The Grand Luxemburg Follies rolled into Doubtful in style. This was obviously a high-class outfit. Outside of town, they’d taken time to polish up. The lacquered coaches had been wiped down. Them actresses, all dressed in gauzy white and wearing big straw hats, were all bunched on a big wagon covered with red bunting. Man, were they a sight. I never saw such a bunch of pretty girls.
Even the harness on the draft horses was loaded with nickel-plate, so everything shone bright and fancy. Four wine-red coaches and six wagons came in that June afternoon, with the company musicians tooting away on one wagon, them trumpets and trombones all brassy in the sunlight. And then came the one with the ladies. They was so pretty it was all anyone could do not to rush up there and do some kissing. I’d trade my sheriff job for two or three of those ladies any day. My ma always said, it ain’t what’s under a dress but under a skull bone that counts, but I wasn’t of a mind to pay her any attention. It didn’t matter what they had in their heads. They were plumb delightful, tossing kisses at the gathering crowds, smiling, standing in that wagon in them gauzy dresses that looked like the wind could blow them away. I knew half the cowboys around Doubtful were going to spend their last dime seeing that show every night it played.
Ralston had got his promotion men busy pasting up red and black and yellow broadsheets on every fence and barn in the area, so the show was getting the attention it wanted. Those sheets were everywhere. Most of them said
GIRLS,
GIRLS, GIRLS
THE
GRAND LUXEMBURG
FOLLIES
Thirty-Six Beautiful Ladies.
Ballet Straight from Paris, France.
The Royal Flemish Opera singing
Arias from Milan.
Tableaux Vivants from the Louvre Museum, the
Galleries of Florence, the Prado of Spain.
 
And the
U
NFORGETTABLE
“Beaux-Arts Ball.”
Well, if that didn’t start an itch in every male in Puma County, nothing would.
So there was the outfit, rolling down Main Street, and people rushing to see what was what.
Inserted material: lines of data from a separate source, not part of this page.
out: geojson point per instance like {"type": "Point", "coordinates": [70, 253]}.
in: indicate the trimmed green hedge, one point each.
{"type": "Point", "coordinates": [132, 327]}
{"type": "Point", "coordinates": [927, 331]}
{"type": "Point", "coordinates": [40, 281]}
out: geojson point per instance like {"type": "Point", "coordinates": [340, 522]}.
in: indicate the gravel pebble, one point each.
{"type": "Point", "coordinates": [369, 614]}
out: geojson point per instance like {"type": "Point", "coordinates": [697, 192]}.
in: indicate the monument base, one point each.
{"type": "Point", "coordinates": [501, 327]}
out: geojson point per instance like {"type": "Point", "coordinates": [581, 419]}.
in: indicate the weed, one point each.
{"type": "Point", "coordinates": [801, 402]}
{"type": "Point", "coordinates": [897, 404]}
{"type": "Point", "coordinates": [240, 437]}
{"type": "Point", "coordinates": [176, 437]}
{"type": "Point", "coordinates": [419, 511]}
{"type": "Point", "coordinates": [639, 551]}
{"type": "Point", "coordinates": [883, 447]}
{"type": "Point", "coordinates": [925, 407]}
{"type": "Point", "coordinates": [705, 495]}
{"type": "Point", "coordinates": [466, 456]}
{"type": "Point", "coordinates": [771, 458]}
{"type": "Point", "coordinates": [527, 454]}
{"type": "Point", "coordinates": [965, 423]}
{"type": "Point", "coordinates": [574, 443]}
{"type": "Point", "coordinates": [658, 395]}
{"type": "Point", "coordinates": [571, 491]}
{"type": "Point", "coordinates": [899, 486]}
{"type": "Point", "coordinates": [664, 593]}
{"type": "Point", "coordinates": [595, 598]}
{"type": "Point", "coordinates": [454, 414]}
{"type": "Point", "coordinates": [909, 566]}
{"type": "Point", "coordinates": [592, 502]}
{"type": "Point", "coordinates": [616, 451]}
There sure weren’t thirty-six ladies on that wagon, but ten or fifteen would do just fine. And none of them had varicose veins neither, like the ones in that Gildersleeve outfit. Maybe these were all painted up, but they looked younger than the ones that rolled out of town.
“Hey, Rusty, do you feel like you died and gone to heaven?” I asked.
“Nah. If you’ve seen one, you’ve seen ’em all,” Rusty said.
I don’t know why I ever deputized him if he thought like that.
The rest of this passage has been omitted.